主に、屋根の納まりを検討する為に造っていただきました。住宅の屋根ではここまでやりませんが、塀の屋根は比較的近い距離で見る事になるので様々な角度から検討する必要があります。
この模型を使って、各部材のサイズをいろいろ試したり、部材の種類を検討したりします。
また、屋根の角度を変えたり、各部材を水平方向に動かす事によっても変化するのでシビアです。

こうやって、頭の中での想像や図面を描くだけではたどり着けない領域のデザインを行いました。
どんな建物でもここまで出来れば理想なのですが、対象物が「塀」なのでたまたまこのような原寸模型が造れる訳であり、稀なケースであると思います。



「常滑1301ANの基礎配筋と型枠」 2014/01/16 togo

ここのところ毎日物凄く寒いですね。
特に朝、もっと言うと布団から出る時が一番辛いです。
ここ最近のような寒さを体感していると、もしも私が現在住んでいる家が、通常私の事務所で設計している仕様の断熱を施していればカナリ寒さが緩和されるのだろうと想像してしまいます。

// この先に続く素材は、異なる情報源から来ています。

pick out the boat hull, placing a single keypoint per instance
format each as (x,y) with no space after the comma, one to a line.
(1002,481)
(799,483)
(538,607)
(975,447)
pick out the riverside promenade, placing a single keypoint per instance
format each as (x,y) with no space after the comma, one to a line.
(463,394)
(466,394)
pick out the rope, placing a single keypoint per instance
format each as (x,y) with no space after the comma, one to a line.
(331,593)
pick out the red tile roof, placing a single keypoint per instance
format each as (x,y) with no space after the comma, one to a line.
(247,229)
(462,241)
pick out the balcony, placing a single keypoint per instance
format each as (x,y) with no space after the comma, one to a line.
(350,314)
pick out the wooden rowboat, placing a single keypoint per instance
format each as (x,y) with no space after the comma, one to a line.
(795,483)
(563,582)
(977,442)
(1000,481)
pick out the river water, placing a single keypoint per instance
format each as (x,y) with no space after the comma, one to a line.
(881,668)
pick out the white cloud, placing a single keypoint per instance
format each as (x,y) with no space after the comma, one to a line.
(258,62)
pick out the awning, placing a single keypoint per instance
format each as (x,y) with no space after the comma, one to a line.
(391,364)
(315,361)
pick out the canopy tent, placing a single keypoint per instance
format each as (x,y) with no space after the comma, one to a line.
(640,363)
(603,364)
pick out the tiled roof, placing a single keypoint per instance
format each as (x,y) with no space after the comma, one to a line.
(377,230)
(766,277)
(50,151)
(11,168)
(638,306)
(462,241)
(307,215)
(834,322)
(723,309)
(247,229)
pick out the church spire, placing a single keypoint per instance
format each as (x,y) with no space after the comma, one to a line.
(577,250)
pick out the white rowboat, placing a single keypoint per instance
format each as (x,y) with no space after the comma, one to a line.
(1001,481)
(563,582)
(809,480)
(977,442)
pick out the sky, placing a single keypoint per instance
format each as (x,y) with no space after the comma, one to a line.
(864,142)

ところで、常滑の住宅が基礎のコンクリートを打つ段階になりました。
写真の型枠の範囲が建物となる訳ですが結構な大きさです。細長い平面計画の為か、述べ床面積から想像するボリュームよりも大きく感じます。
隣地から見ると写真のようにとってもワイドな感じです。
軸組みが立ち上がるともっと大きく感じるのでしょうね、迫力ありそうです。



「常滑1301ANの捨てコンクリート」 2014/01/03 togo

新年あけましておめでとうございます。
今年も物事の本質に向き合い、設計・デザインを行っていきたいと思います。

写真は、昨年末の事になりますが「常滑1301AN」の工事が始まった現場の様子です。基礎の下の捨てコンクリートを打った状態です。
敷地も広いですが、建坪もなかなかの大きさです。
捨てコンクリートの上をあちこち歩きながら、各部屋からの景色を確認したり室内と地面のレベル差の関係などを確認しました。
日当たりも予定通りの感じです。
予定では建て方まで3ヶ月ほどあるので、今はまだ心の余裕もあり、建物完成時の状況をいろいろ想像して楽しむ事ができました。
お施主さんにとっては、自分の家が現実に建つという事がひしひしと感じられる段階であり、今までよりも更にこの先が楽しみになっているのではないでしょうか。